“For I through the law died to the law that I might live to God”
that I might live to God
The law did not permit Paul to live a life of unqualified devotion to God because the law could not satisfy the absolute requirements of God as a means of salvation and sanctification.
“Therefore, my brethren, you also have become dead to the law through the body of Christ, that you may be married to another— to Him who was raised from the dead, that we should bear fruit to God. For when we were in the flesh, the sinful passions which were aroused by the law were at work in our members to bear fruit to death. But now we have been delivered from the law, having died to what we were held by, so that we should serve in the newness of the Spirit and not in the oldness of the letter [the law]” (Romans 7:4-6).
The believer’s union with Christ is with His death and resurrection. The law cannot bring life because no one ever lived up to the law except Jesus Christ. The law prohibited Paul from living to God. When Paul died to the law through the death of Christ, the law lost all its claims on him. You cannot arrest a dead man for loitering in the cemetery. Now we can live to God because we have new life in Christ. He has given us a new resurrection life.
Jesus did not put us to death to the law that we might live for ourselves. He put us to death to the law that we “might live to God.”

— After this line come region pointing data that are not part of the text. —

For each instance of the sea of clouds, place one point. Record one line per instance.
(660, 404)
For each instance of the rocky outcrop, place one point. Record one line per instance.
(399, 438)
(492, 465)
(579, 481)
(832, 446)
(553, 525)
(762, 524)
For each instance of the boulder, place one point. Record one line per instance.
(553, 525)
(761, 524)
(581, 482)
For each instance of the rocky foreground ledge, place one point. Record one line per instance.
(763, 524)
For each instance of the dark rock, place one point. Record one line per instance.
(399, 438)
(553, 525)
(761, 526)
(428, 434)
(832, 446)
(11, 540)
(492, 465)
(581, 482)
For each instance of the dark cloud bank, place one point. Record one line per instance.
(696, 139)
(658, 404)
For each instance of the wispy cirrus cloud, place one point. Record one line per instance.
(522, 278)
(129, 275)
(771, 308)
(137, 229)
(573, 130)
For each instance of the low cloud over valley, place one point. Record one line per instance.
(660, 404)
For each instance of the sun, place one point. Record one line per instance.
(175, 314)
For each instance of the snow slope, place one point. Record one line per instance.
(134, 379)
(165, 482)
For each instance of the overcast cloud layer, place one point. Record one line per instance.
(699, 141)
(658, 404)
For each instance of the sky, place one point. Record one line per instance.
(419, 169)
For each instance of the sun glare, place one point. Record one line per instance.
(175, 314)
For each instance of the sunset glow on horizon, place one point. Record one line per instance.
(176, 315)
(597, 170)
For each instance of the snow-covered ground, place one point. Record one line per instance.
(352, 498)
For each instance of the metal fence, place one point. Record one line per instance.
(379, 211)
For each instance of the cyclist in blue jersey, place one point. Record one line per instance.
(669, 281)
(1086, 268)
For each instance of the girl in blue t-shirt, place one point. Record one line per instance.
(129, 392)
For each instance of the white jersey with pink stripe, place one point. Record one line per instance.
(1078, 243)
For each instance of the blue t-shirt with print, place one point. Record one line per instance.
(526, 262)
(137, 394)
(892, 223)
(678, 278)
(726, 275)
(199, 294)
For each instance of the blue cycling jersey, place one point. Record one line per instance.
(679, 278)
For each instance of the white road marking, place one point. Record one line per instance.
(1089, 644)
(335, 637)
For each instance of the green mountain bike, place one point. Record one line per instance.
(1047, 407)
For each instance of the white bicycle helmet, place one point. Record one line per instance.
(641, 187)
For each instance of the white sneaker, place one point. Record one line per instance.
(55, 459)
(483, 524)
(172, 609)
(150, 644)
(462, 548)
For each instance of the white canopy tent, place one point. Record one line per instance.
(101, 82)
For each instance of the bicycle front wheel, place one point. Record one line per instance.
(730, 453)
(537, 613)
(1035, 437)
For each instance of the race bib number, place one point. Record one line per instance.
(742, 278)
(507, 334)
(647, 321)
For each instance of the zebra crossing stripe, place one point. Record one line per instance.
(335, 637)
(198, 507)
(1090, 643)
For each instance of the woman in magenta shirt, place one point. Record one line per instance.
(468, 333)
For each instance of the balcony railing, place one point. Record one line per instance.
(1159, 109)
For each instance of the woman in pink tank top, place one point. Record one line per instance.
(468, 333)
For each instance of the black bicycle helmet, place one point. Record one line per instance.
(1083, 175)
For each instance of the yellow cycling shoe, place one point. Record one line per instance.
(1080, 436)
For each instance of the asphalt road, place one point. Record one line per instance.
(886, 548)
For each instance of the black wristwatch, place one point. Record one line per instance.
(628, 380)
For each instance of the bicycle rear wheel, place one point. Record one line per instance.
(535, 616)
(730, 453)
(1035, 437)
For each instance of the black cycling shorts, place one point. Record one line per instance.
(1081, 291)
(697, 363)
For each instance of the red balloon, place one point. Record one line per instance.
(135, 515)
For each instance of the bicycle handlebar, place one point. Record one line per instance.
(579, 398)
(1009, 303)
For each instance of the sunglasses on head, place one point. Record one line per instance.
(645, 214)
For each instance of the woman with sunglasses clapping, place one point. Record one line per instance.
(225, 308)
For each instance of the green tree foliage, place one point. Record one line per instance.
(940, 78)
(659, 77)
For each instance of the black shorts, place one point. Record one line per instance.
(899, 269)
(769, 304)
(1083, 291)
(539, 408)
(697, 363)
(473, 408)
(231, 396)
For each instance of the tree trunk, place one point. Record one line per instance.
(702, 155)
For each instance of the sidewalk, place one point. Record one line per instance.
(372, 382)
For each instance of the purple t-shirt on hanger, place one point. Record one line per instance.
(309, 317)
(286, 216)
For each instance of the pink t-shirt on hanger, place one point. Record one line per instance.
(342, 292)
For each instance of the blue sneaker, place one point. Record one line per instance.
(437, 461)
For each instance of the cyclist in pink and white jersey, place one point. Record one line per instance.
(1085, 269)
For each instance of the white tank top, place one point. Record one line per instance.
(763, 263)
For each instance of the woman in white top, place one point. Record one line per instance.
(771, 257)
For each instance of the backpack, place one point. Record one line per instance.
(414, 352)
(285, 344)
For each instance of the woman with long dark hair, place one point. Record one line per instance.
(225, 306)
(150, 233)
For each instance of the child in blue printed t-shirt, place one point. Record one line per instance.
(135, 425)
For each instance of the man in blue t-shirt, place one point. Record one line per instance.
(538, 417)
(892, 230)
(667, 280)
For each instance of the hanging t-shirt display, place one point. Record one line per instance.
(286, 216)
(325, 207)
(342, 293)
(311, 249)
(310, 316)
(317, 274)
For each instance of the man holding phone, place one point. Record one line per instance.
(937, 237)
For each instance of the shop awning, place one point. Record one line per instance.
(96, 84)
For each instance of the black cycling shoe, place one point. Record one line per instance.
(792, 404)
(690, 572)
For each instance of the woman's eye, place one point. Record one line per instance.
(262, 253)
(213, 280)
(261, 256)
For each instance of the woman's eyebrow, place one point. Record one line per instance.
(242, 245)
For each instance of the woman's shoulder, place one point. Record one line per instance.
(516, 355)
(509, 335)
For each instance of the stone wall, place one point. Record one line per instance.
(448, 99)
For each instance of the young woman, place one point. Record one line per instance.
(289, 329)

“Likewise you also, reckon yourselves to be dead indeed to sin, but alive to God in Christ Jesus our Lord” (Romans 6:11).
“…and He died for all, that those who live should live no longer for themselves, but for Him who died for them and rose again” (2 Corinthians 5:15).
“Therefore, since Christ suffered for us in the flesh, arm yourselves also with the same mind, for he who has suffered in the flesh has ceased from sin, 2 that he no longer should live the rest of his time in the flesh for the lusts of men, but for the will of God” (1 Peter 4:1-2).